Kingsway exchange had other peculiarities too. Earlier it was stated that no subscribers were connected, but like most large exchanges it did have its own `service PBX' for official telephones around the racks. This had the possibly unique accolade of having not one but two dialling codes, LTK in the London system and also the national code OLTK (0585). The result was that you could reach its numbers by dialling either 01-LTK or OLTK.
Photo:The trunk test suite in South Street East in 1968
Copyright photo from BT archives
The strategic importance of the Kingsway trunk exchange declined after the introduction of subscriber trunk dialling (STD); before this, trunk calls had to be made through the operator, who dialled trunk calls using lengthy and somewhat idiosyncratic dialling codes that took them as necessary through the various trunk switching centres around the country. The significant growth in the number of long distance calls necessitated many new trunk switching centres to handle the additional traffic. A new switching and transmission plan for a new `Transit' network was announced in 1960 and implemented in the late 1960s. This work coincided with the `Sector Plan' for London, which aimed to decentralise the switching of trunk calls in London and supplement the existing trunk switching centres. There were to be new technology `sector switching centres' in the key central sector and in seven locations in outer London serving the suburban areas. A number of writers have noted some significance in the names chosen for some of Kingsway's replacements, Bastion, Citadel, Fortress, Rampart and Tower but this is probably more bravado than indication of supreme strategic significance, since other replacements were named at the same time after eminent scientists (naturally these new exchanges were also connected to the deep level network).

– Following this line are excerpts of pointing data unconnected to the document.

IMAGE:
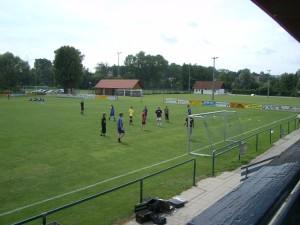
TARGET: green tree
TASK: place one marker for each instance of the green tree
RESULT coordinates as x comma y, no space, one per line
14,72
147,68
44,72
68,68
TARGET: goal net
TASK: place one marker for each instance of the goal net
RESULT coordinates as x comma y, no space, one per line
212,131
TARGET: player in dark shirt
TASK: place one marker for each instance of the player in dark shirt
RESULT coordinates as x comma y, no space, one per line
158,116
103,124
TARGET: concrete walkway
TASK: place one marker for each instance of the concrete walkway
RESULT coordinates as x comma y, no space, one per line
210,190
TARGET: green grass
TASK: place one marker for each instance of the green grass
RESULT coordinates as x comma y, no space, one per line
49,149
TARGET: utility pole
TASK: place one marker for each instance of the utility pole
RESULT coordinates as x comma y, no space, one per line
119,62
189,77
269,82
213,81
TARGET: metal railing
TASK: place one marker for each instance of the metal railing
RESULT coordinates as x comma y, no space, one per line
44,215
256,166
234,145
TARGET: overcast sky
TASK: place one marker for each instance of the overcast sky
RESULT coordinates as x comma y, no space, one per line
182,31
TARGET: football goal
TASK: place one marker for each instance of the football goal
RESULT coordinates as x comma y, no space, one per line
212,131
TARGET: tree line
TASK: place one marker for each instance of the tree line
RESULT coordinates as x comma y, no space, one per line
154,71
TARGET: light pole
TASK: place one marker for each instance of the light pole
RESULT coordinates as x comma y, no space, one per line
269,82
189,77
118,62
213,82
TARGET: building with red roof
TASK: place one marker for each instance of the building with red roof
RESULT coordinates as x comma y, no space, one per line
111,86
206,87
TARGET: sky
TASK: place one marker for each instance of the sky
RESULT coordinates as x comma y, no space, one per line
238,32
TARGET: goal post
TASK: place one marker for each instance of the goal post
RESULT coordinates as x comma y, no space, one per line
212,131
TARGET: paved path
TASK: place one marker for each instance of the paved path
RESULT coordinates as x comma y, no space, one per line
210,190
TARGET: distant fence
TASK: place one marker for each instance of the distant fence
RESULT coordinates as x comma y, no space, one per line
44,215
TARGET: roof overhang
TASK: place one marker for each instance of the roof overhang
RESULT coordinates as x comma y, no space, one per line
285,12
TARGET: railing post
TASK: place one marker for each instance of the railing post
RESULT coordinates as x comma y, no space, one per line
256,144
194,175
280,133
213,164
141,191
44,218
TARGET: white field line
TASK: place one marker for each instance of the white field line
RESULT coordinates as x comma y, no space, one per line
114,178
89,186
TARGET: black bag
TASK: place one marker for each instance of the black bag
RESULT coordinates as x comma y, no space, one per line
143,216
154,205
158,219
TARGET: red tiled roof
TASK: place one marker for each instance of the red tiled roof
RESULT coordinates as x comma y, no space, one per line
124,84
207,85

Subterranea Britannica made two visits to Kingsway during the 1990s and on the first foray (4th August 1995) the door to this restricted area had its own bell push and spy hole; the accommodation was declared rather pointedly as being out of bounds. It was also marked as such on the orientation plan that was handed out. On the next visit (13th July 1996), however, members had total freedom to look around what was left of the facility. The heart of the new accommodation appeared to be a briefing room, with seating facing a screen at one end and a projection booth at the back; sleeping accommodation was also provided. According to an article in New Statesman (25th July 1985) this was the back-up site for the war control bunker known as ‘Pindar’, the primary site lying below the Ministry of Defence headquarters building in Whitehall. It is likely that Kingsway acted as temporary home for Pindar during construction of the Whitehall site and it is stated that the Tooks Court entrance (and modern passenger lift) to the Kingsway complex was purely to provide discreet and direct access to this special accommodation.

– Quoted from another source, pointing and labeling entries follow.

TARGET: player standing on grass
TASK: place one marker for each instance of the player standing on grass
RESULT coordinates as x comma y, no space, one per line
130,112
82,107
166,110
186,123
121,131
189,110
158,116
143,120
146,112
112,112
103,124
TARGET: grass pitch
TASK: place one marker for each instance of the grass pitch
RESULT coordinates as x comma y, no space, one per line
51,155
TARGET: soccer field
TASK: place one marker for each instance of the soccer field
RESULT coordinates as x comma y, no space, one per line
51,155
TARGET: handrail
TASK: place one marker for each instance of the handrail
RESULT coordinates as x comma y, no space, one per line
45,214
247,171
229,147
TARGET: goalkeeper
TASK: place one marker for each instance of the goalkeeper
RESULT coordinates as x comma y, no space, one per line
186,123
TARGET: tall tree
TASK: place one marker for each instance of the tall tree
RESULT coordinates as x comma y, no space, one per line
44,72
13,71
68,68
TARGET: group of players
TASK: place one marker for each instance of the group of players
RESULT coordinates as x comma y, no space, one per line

Photo:The main distribution frame in August 1995
Photo by Nick Catford
KINGSWAY'S SHAKY LEGAL FOUNDATIONS
The Bill had its second reading by the Lords on 20th January 1959 and was committed to a Select Committee. Petitions were deposited by five organisations, complaining that no indication of the depth of the works was given (withheld for security reasons), that no compensation was offered for any damage that might be incurred, or for reduced property values and arguing that surface owners should have unrestricted rights to develop their land.One further complication surrounds the property at 31/33 High Holborn, which is now one of the two points of entry to Kingsway exchange (the other is the goods lift in Furnival Street. London Transport has ownership of the ground floor and basement of this building which was then leased to the Post Office and later, British Telecom.
Photo:Tooks Court personnel entrance and ventialtion shafts. The was demolished in 2002 and the site redeveloped. A ventilation shaft was incorporated into the new building on the site.
Photo by Nick Catford
The Tooks court entrance which was contained within a large brick building with two prominent ventilation towers was sold for redevelopment to Tooks Court Ltd. for 2.1.million pounds on 16th October 2001. Once the building had been demolished the shaft was capped and following an archaeological excavation a new office block was built on the site. This is now home to the Government Actuary Department.